The only thing ACTUALLY wrong was when you said (INT_MAX - 0 + INT_MIN), which doesn't correlate to anything in the spec or in any implementation. There were also some places where your communication was unclear; it seemed to suggest that you were attributing behaviors to operations that didn't apply.

The CORE of your point was correct, though, and my post was meant not to contradict you there but to try to highlight the specifics of what you were pointing out.

Being an additive operation does not mean it is not "bitwise". But in fact the term "bitwise" you use is the incorrect term, on BCD machines (generally using sign-magnitude) it would be wrong. It's additive yes, but using modular arithmetic (which does not require any loop). All the trick is knowing the (positive) module, which is tied to the signed/unsigned integer "sizes" (i.e. the number of digits it stores, and the base of these digits, which is 2 on all modern machines or 10 on some legacy ones; this "size" is not a number of "char" in C, as returned by the sizeof operator, but is more like the "precision" of floaating point types; it may even be possible that machines will don't use integers at all but floatting point numbers always, in base 2 or 10, with sign and magnitude, or a sign and base-complement representation and still some exponent field in a non-negative range for integers and a rounding operation for the extra precision : in all these possible representations operations do not occur "bitwise" but base-2 operations are emulated to implmeent "~", or "|", or "&", or "^").

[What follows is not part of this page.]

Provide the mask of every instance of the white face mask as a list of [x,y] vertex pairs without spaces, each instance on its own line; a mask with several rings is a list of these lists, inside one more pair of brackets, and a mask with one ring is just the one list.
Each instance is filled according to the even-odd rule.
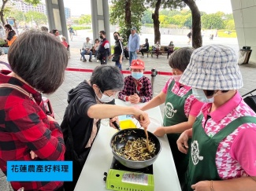
[[173,75],[173,79],[175,82],[179,83],[182,75]]
[[112,101],[114,97],[110,96],[107,96],[107,95],[105,95],[102,94],[102,92],[101,90],[99,90],[99,92],[102,94],[102,98],[99,98],[97,95],[97,94],[95,93],[96,96],[97,96],[97,98],[101,101],[101,102],[103,102],[103,103],[109,103],[110,101]]
[[192,94],[196,99],[203,103],[213,103],[214,97],[207,98],[202,90],[192,88]]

No, I was right. You CAN'T make a C-specification-compliant compiler on a BCD architecture or one that exclusively uses IEEE-758 floating point values. (You COULD make one that uses a different internal floating point representation, but the way IEEE-758 works precludes it.) The specification demands certain constraints on what constitutes a valid integer type, and it explicitly calls out that it must be able to represent all 2^n distinct values using n value bits. You can't do this at all in BCD, and IEEE-758 floating point omits the leading 1 i so you don't have distinct representations of 0 and 1 using the value bits alone. It also requires that ~E == max - E if E is of an unsigned type. This means the point is moot: Either your C compiler isn't standards-compliant on those systems, or you have to emulate an acceptable type.